URL: https://free-discussion-in-time-of-chaos.hatenadiary.com/entry/2025/08/23/185229

 

 次世代の党など単なる資本主義政党(これは維新はもちろん、民民に対しても当てはまると思われる)に過ぎないのに対して、新しい極右である参政党は資本主義に懐疑的だ。それに対して中道勢力(これは野田佳彦代表下の立民に代表させることができると思われる)は新自由主義を推進する勢力にほかならない(だから支持されずに伸び悩む、あるいは衰退する)。

 これは極めて刺激的かつ説得力の高い見方だと思う。

 なぜ山本新選組は国民民主党と並行して支持層を急伸させていたのが、参政党が伸び始めると同時に急速にピークアウトして参政党に食われてあっという間に「衰退6党」の仲間入りしてしまったのかもこの観点から説明できる。

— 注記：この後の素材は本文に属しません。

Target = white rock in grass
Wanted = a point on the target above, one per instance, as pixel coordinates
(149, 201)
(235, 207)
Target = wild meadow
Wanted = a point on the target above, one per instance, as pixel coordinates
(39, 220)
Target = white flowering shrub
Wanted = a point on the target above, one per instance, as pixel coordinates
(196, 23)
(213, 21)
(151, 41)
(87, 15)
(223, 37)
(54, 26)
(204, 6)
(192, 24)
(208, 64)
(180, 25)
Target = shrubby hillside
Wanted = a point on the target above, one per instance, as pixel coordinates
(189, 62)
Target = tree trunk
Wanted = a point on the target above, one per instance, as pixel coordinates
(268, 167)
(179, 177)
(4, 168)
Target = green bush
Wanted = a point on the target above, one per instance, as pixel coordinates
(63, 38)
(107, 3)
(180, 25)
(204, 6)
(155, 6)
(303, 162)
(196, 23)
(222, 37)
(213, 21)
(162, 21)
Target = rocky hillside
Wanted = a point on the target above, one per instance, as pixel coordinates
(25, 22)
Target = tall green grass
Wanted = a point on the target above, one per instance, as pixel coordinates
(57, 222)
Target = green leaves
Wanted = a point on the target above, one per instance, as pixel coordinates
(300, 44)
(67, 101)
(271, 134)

新選組にも参政党と同じ傾向があったから伸びていたのに、やや性格が曖昧なところがあったから「右」の支持層を参政党に根こそぎ持っていかれたから、新選組の支持率が下がった。三春充希氏が唱えたような「警戒感が欠けていた」などという仮説では説明できない現象が起きたといえる。

 時間がきたので尻切れトンボになったが、今日はここまで。